Comment by atonse
1 day ago
No, but let me be more specific.
For example, when I search for flights, there might be situational things (like, "can you please find me a flight that has at least a 2 hour layover at <X> airport because last time i had a hard time finding the new terminal" etc.
Or an agent that will actually even READ that information from the airport website to see notices like "expect long delays in the next 3 months as we renovate Terminal 3"
Right?
The agent could have this information, and then actually look at the flight arrival/departure times and actually filter them through.
Other things like, "I can do a tuesday if cheaper, or, look through my calendar to see if i have any important meetings that day and then decide if i can pick that day to save $400"
These are all things that synthesize multiple pieces of data to ultimately arrive at something as simple as a date filter.

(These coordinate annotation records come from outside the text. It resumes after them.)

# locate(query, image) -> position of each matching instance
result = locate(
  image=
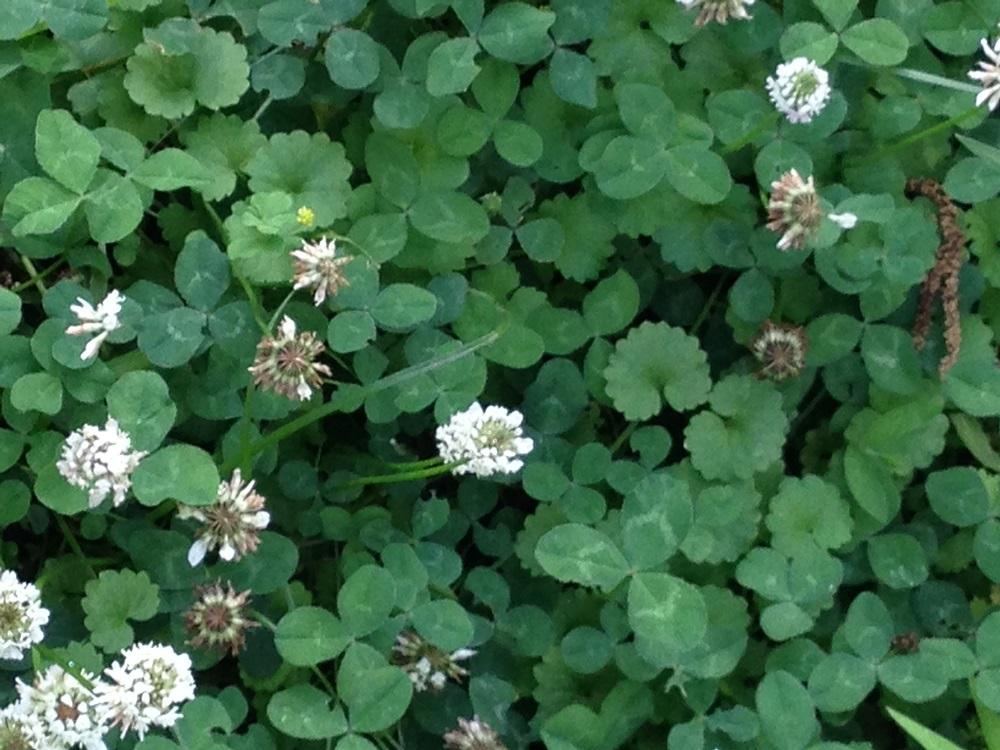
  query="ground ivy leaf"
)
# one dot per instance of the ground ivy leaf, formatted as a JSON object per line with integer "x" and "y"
{"x": 113, "y": 599}
{"x": 657, "y": 363}
{"x": 742, "y": 434}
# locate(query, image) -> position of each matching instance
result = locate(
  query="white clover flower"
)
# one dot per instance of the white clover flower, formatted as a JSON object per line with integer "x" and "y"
{"x": 21, "y": 616}
{"x": 286, "y": 363}
{"x": 988, "y": 75}
{"x": 427, "y": 666}
{"x": 473, "y": 734}
{"x": 21, "y": 730}
{"x": 231, "y": 523}
{"x": 101, "y": 461}
{"x": 318, "y": 267}
{"x": 484, "y": 442}
{"x": 844, "y": 221}
{"x": 63, "y": 709}
{"x": 799, "y": 89}
{"x": 145, "y": 688}
{"x": 100, "y": 320}
{"x": 719, "y": 11}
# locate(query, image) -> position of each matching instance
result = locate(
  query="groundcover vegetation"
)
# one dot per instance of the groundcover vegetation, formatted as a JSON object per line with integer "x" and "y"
{"x": 422, "y": 373}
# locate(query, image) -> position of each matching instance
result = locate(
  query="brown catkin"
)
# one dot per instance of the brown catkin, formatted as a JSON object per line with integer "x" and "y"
{"x": 943, "y": 277}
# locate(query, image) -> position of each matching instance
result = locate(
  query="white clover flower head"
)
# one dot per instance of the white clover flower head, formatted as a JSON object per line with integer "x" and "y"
{"x": 473, "y": 734}
{"x": 719, "y": 11}
{"x": 781, "y": 350}
{"x": 318, "y": 267}
{"x": 145, "y": 688}
{"x": 20, "y": 730}
{"x": 100, "y": 460}
{"x": 799, "y": 89}
{"x": 22, "y": 616}
{"x": 988, "y": 75}
{"x": 286, "y": 363}
{"x": 484, "y": 442}
{"x": 231, "y": 524}
{"x": 794, "y": 210}
{"x": 97, "y": 321}
{"x": 844, "y": 221}
{"x": 427, "y": 666}
{"x": 63, "y": 708}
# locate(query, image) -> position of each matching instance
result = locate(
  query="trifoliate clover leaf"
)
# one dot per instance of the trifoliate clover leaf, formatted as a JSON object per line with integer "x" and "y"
{"x": 181, "y": 64}
{"x": 113, "y": 599}
{"x": 742, "y": 434}
{"x": 656, "y": 363}
{"x": 310, "y": 168}
{"x": 808, "y": 510}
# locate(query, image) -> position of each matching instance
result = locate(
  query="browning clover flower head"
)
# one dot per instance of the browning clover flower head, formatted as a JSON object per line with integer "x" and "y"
{"x": 719, "y": 11}
{"x": 100, "y": 460}
{"x": 21, "y": 617}
{"x": 218, "y": 619}
{"x": 286, "y": 364}
{"x": 318, "y": 267}
{"x": 98, "y": 321}
{"x": 230, "y": 524}
{"x": 781, "y": 349}
{"x": 794, "y": 210}
{"x": 473, "y": 734}
{"x": 799, "y": 89}
{"x": 20, "y": 730}
{"x": 63, "y": 709}
{"x": 427, "y": 666}
{"x": 988, "y": 75}
{"x": 145, "y": 688}
{"x": 484, "y": 442}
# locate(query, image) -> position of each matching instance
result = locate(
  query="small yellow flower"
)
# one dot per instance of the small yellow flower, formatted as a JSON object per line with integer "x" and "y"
{"x": 305, "y": 216}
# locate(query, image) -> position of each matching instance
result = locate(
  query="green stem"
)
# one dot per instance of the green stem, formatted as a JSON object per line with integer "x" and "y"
{"x": 74, "y": 545}
{"x": 410, "y": 465}
{"x": 281, "y": 309}
{"x": 709, "y": 304}
{"x": 324, "y": 410}
{"x": 43, "y": 274}
{"x": 47, "y": 653}
{"x": 36, "y": 278}
{"x": 400, "y": 476}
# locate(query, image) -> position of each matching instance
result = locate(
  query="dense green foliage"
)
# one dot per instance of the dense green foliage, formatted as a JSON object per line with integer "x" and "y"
{"x": 555, "y": 208}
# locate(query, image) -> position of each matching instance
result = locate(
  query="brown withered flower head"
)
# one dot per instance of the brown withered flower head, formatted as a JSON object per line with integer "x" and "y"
{"x": 781, "y": 350}
{"x": 473, "y": 734}
{"x": 286, "y": 363}
{"x": 794, "y": 210}
{"x": 218, "y": 619}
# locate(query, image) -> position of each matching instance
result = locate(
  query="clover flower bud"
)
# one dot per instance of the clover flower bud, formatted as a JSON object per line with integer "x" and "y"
{"x": 231, "y": 524}
{"x": 100, "y": 460}
{"x": 63, "y": 709}
{"x": 145, "y": 688}
{"x": 719, "y": 11}
{"x": 473, "y": 734}
{"x": 799, "y": 89}
{"x": 100, "y": 320}
{"x": 781, "y": 349}
{"x": 484, "y": 442}
{"x": 427, "y": 666}
{"x": 317, "y": 267}
{"x": 218, "y": 619}
{"x": 21, "y": 616}
{"x": 988, "y": 75}
{"x": 286, "y": 364}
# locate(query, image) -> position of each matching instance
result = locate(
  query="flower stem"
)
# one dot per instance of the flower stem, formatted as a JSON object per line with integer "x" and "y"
{"x": 74, "y": 545}
{"x": 400, "y": 476}
{"x": 389, "y": 381}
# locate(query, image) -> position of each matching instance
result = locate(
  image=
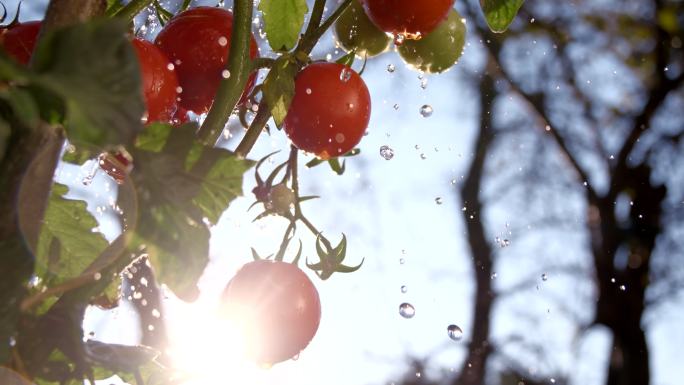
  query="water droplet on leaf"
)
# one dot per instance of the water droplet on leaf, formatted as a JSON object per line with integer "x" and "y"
{"x": 407, "y": 310}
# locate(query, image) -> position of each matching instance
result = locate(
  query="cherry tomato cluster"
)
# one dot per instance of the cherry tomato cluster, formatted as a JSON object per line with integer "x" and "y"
{"x": 429, "y": 34}
{"x": 274, "y": 303}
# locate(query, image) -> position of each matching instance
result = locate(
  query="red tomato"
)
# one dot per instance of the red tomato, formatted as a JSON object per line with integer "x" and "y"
{"x": 19, "y": 39}
{"x": 160, "y": 84}
{"x": 330, "y": 110}
{"x": 276, "y": 307}
{"x": 198, "y": 41}
{"x": 410, "y": 17}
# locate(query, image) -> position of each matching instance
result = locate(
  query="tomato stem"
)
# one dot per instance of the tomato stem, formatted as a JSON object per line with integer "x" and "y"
{"x": 254, "y": 130}
{"x": 314, "y": 31}
{"x": 238, "y": 65}
{"x": 130, "y": 10}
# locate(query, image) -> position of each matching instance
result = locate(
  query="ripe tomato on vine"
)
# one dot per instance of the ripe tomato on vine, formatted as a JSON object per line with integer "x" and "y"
{"x": 197, "y": 42}
{"x": 330, "y": 110}
{"x": 276, "y": 308}
{"x": 409, "y": 17}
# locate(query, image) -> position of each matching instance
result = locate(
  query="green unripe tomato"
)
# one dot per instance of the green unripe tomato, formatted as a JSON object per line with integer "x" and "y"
{"x": 440, "y": 49}
{"x": 354, "y": 30}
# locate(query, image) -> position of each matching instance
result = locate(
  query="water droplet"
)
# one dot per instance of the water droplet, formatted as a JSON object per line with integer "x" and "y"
{"x": 399, "y": 39}
{"x": 426, "y": 110}
{"x": 454, "y": 332}
{"x": 386, "y": 152}
{"x": 407, "y": 310}
{"x": 345, "y": 74}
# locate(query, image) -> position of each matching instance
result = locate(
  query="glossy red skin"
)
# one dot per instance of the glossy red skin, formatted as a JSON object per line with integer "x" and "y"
{"x": 159, "y": 83}
{"x": 18, "y": 40}
{"x": 277, "y": 308}
{"x": 331, "y": 119}
{"x": 410, "y": 17}
{"x": 191, "y": 41}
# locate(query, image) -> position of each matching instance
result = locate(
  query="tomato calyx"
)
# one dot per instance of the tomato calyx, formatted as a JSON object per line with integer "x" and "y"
{"x": 331, "y": 258}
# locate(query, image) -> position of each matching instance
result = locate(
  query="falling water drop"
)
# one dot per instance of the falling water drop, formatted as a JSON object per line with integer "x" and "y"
{"x": 386, "y": 152}
{"x": 454, "y": 332}
{"x": 407, "y": 310}
{"x": 426, "y": 110}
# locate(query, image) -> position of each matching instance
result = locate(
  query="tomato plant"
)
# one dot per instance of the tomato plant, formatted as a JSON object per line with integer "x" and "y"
{"x": 197, "y": 42}
{"x": 276, "y": 307}
{"x": 440, "y": 49}
{"x": 160, "y": 84}
{"x": 330, "y": 110}
{"x": 408, "y": 17}
{"x": 88, "y": 86}
{"x": 19, "y": 39}
{"x": 354, "y": 31}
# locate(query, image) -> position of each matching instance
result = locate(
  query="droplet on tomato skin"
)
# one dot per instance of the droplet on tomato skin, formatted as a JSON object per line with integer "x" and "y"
{"x": 426, "y": 111}
{"x": 386, "y": 152}
{"x": 454, "y": 332}
{"x": 345, "y": 74}
{"x": 399, "y": 39}
{"x": 407, "y": 310}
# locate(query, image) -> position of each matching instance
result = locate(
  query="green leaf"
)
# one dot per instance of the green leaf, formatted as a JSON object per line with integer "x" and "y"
{"x": 23, "y": 105}
{"x": 500, "y": 13}
{"x": 222, "y": 184}
{"x": 94, "y": 68}
{"x": 67, "y": 243}
{"x": 283, "y": 21}
{"x": 153, "y": 137}
{"x": 180, "y": 187}
{"x": 279, "y": 87}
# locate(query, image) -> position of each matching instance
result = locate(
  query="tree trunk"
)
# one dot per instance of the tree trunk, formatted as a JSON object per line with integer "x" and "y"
{"x": 474, "y": 367}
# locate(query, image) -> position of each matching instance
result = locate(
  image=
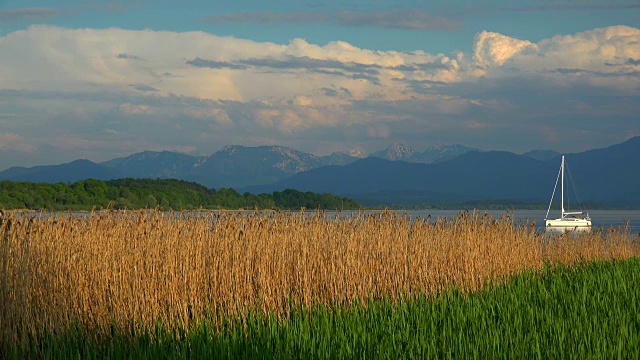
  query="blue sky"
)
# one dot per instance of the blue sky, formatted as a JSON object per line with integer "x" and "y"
{"x": 101, "y": 79}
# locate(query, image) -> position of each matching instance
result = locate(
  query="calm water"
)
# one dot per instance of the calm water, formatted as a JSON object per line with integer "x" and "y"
{"x": 599, "y": 218}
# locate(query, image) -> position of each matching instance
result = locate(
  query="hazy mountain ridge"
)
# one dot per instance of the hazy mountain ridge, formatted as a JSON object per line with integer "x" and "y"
{"x": 603, "y": 175}
{"x": 435, "y": 153}
{"x": 606, "y": 176}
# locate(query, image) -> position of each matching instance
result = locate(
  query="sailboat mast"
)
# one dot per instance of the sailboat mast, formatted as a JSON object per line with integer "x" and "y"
{"x": 562, "y": 189}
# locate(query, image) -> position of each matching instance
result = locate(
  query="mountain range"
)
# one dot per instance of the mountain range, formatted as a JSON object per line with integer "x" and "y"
{"x": 232, "y": 166}
{"x": 396, "y": 175}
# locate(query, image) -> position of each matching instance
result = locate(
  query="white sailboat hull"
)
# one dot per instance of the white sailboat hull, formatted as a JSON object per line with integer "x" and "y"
{"x": 568, "y": 221}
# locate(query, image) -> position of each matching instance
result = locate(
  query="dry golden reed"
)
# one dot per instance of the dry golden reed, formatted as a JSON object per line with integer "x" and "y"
{"x": 109, "y": 269}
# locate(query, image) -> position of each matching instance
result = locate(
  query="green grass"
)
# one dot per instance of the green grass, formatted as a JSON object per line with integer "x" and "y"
{"x": 589, "y": 311}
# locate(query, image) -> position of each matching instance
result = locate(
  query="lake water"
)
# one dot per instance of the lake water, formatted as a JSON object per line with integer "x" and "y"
{"x": 599, "y": 218}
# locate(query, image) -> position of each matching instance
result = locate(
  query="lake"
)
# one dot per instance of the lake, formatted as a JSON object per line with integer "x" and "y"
{"x": 599, "y": 218}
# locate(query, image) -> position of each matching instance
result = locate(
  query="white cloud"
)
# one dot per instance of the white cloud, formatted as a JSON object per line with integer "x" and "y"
{"x": 190, "y": 90}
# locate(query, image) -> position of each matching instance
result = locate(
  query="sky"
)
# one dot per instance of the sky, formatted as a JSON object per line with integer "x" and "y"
{"x": 101, "y": 79}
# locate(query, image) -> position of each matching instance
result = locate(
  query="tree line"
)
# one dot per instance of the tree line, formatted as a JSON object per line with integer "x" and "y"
{"x": 148, "y": 193}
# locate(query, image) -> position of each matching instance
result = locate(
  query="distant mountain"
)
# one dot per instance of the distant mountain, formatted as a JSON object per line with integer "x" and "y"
{"x": 396, "y": 151}
{"x": 237, "y": 166}
{"x": 438, "y": 153}
{"x": 435, "y": 153}
{"x": 153, "y": 164}
{"x": 441, "y": 174}
{"x": 69, "y": 172}
{"x": 609, "y": 176}
{"x": 542, "y": 154}
{"x": 474, "y": 175}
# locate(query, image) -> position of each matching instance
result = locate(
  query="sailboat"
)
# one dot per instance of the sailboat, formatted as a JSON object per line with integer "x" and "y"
{"x": 568, "y": 221}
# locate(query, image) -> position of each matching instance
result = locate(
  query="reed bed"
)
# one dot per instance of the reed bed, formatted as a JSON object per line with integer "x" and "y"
{"x": 136, "y": 270}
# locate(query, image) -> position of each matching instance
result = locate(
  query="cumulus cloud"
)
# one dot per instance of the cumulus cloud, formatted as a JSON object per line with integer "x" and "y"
{"x": 131, "y": 90}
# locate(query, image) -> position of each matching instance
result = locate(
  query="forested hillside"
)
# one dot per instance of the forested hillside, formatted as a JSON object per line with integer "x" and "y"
{"x": 146, "y": 193}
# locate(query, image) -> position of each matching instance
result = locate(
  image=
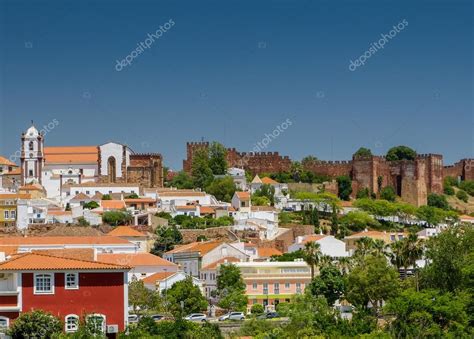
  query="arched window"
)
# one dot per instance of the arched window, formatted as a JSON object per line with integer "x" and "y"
{"x": 96, "y": 321}
{"x": 4, "y": 323}
{"x": 71, "y": 323}
{"x": 111, "y": 168}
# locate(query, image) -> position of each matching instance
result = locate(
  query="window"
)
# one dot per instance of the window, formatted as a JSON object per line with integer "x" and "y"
{"x": 71, "y": 281}
{"x": 71, "y": 323}
{"x": 44, "y": 284}
{"x": 97, "y": 321}
{"x": 4, "y": 323}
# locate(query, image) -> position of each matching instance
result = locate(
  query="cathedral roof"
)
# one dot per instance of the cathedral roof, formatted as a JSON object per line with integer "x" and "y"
{"x": 71, "y": 155}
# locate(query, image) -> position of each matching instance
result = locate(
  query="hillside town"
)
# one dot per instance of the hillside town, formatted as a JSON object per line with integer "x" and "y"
{"x": 104, "y": 241}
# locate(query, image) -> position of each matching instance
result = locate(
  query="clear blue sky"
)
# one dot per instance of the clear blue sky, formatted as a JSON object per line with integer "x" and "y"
{"x": 234, "y": 70}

that kind of synthesis is where current search interfaces fall short. the pieces exist in isolation like flight data, personal calendars, and airport notices, but nothing ties them together in a way that's actually useful. an agent using MCP could help connect those dots if the APIs are deep enough and the UX avoids feeling like a black box. the real challenge might not be the tech but getting providers to share enough useful data and trust whatever sits between them and the user.
So, Yahoo! Pipes, but with magic and wishful thinking
Also RAG. Pipes just consumed APIs, IIRC. SOAP at that.
But definitely web mashups all over again.